If electrons move slowly, why does a light turn on almost instantly when I press a switch that is a long way away:
'Electricity' doesn't flow inside metal wires - 'charges' do:
Imagine a circle of railroad track and lots of freight cars/marbles back-to-back all the way around the tracks as the 'electrons' (With no engine of course) - Include enough freight cars/marbles so that you cover the entire circle of track. Then push one freight car/marble along, and you transmit 'kinetic energy' (movement) almost instantly to all the cars/marbles in the loop.
The cars or marble represent the copper's electrons which flow within a wire.
Electrons arrange themselves like a chain - The chain is made up of lots of individual bits that are tied together: If you tug one end, the opposite end will move almost immediately.
The 'electricity' behaves like a chain, or more accurately, like the loop of a mechanical drive-belt: Even though the electricity flows quite slowly, wires can deliver energy almost instantly. (After all, if a drive belt should all move at once, then the main local drive-pulley can almost instantly move all the distant driven pullies all the way around the belt.)
Many years ago, before motors and generators were invented, 'power companies' used leather drive belts and rotating drive shafts to send energy to their customers.
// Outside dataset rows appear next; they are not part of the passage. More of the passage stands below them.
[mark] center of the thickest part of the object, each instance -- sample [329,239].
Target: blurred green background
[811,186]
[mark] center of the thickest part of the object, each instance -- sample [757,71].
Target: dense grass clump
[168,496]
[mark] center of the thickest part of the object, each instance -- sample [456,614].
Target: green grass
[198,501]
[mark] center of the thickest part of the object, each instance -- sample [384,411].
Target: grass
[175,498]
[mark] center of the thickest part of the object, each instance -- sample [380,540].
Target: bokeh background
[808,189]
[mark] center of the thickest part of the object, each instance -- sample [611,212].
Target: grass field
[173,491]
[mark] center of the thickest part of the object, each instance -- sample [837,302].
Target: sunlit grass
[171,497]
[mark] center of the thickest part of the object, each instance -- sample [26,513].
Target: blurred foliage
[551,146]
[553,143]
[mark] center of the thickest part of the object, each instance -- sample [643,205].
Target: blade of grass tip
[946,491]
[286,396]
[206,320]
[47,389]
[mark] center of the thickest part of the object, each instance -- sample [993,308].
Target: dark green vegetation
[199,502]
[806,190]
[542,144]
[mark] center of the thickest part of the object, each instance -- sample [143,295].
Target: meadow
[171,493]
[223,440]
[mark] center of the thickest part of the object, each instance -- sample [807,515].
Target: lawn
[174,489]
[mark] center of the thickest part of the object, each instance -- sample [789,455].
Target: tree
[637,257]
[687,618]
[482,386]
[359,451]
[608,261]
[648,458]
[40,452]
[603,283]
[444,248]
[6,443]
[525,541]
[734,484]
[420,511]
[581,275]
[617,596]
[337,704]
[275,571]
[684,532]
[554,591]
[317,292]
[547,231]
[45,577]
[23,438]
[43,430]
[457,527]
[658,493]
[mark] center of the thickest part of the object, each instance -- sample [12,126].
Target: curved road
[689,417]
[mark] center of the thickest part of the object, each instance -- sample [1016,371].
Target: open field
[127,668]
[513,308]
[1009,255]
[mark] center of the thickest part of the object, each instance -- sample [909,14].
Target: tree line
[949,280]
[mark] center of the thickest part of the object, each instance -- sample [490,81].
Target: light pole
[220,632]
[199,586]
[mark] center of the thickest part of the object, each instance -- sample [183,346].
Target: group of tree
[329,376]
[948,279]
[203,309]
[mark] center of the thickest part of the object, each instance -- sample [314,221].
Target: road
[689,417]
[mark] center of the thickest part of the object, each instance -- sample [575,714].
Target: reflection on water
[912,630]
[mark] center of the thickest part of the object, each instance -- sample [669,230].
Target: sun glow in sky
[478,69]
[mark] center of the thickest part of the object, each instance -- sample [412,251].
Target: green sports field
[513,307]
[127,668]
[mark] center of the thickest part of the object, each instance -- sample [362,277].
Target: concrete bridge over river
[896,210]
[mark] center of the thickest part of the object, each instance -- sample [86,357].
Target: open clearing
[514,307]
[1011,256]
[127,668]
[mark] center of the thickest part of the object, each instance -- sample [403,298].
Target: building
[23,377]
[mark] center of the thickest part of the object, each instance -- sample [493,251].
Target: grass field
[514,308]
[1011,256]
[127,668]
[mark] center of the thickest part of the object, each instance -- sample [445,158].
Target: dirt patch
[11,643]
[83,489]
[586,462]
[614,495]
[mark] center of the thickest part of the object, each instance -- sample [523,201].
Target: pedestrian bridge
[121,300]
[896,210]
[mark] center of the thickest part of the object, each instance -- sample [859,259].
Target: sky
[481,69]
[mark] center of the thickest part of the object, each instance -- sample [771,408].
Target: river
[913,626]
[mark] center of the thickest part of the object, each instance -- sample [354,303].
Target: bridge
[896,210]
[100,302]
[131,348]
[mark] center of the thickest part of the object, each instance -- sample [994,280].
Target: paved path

This really happened!
In those days most customers were located in a small area, and the 'power company' was just a huge steam engine in the middle of a factory.
Energy was sent to all of the factory machines using long leather belts and metal drive shafts.
Today power companies still use steam engines, although they're powered by nuclear reactors as well as coal or oil.
If you think it through, electric wires and electric motors aren't so 'modern' or 'sophisticated' - they are really just a modern way to hide the leather belts that connect all the machines to the distant steam engine!